To address all these issues, I created my own improved version, that is about two orders of magnitude faster (provided you have the bandwidth), downloads all model files required (to my knowledge), and is meticulous about handling failure. Also allows abort and restart from where you left off, without having to worry about you corrupting any model files. It will only download model files you don’t have, so you don’t have to figure that bit out yourself either.
It has a set of additional features as well:
- Ability to choose only the specific subset of model(s) and versions you are interested in.
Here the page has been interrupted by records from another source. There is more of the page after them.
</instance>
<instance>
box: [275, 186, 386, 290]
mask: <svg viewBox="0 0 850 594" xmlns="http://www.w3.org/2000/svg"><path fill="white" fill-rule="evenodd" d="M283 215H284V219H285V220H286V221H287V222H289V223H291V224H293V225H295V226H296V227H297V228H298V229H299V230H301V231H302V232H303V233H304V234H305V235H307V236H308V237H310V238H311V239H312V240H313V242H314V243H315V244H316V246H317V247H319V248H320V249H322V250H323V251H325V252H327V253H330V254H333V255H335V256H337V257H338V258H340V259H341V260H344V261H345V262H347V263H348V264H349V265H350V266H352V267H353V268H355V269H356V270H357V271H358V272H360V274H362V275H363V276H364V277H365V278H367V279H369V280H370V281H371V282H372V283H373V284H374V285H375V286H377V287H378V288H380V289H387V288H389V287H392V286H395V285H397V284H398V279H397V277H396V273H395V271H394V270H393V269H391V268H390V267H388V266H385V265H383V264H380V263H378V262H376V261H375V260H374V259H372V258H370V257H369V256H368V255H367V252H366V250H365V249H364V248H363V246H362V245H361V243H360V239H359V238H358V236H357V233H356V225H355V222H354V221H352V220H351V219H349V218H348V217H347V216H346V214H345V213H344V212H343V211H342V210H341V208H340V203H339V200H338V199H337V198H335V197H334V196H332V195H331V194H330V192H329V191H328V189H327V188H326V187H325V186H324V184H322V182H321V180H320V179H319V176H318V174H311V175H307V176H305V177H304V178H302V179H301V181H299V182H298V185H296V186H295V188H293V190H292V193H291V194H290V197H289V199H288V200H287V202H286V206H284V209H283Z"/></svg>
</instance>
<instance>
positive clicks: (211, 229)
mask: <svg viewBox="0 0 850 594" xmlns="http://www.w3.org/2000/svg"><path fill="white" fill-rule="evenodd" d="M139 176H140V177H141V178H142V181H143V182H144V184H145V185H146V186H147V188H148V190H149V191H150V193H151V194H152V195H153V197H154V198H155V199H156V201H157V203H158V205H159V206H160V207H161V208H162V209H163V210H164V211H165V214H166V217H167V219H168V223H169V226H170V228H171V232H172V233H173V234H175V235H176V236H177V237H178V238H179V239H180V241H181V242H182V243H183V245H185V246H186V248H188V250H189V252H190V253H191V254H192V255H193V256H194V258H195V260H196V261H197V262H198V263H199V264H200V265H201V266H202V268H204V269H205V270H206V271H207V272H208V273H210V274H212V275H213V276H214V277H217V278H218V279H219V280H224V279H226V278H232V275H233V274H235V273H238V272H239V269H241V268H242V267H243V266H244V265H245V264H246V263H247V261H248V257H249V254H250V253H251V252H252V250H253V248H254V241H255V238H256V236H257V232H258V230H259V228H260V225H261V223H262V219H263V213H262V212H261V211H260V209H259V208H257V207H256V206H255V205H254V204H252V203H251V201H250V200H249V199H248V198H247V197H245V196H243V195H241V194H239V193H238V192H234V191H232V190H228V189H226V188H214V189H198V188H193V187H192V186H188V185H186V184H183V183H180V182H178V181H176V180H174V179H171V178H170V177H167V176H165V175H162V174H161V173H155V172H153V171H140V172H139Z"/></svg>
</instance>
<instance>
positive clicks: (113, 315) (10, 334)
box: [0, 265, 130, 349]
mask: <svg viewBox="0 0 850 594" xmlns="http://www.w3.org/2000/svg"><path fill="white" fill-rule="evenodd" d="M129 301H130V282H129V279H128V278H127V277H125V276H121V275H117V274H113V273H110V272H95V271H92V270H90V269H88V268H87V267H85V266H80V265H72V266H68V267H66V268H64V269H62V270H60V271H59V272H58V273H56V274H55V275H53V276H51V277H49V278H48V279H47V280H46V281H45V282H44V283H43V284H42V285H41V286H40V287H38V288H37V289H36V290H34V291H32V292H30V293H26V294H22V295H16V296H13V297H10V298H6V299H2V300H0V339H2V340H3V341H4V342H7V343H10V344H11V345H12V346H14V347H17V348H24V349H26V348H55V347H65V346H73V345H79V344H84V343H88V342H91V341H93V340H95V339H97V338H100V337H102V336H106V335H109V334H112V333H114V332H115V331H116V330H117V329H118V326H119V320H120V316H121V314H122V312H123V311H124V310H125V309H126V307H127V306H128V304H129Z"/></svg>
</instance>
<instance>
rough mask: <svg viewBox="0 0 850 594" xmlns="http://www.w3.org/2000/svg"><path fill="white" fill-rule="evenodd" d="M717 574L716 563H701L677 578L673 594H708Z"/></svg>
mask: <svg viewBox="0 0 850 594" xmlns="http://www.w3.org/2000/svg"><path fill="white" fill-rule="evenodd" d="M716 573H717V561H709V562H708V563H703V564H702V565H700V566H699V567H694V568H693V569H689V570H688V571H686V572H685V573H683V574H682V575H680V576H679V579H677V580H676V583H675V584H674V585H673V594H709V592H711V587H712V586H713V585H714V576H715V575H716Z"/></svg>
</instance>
E.g. prob-3 and amq-13 for onnx16 or any other combination you like.
- Lists all the models and all versions of them with information about what they do, in an easy to view list.
For more details, view the comprehensive documentation on the PyPi repo, or the github project that’s backing the release. Give it a shot if you like. Testing, feedback and issue reporting are all welcome.
pip install vaimm
To use, for example:
vaimm download --backend onnx --include prob-3,amq-13 --dir . --cookie "$COOKIE" Downloading: 100%|████████████████| 54/54 [00:18<00:00, 3.01 files /s, speed=93.12 MiB/s] Download completed successfully with 1.63 GiB of data fetched.
Note: the package is automatically built from source in github, and pushed from there to PyPi. So, you can validate the code and the build steps before you install it, if you happen to be as paranoid about third party software as I am.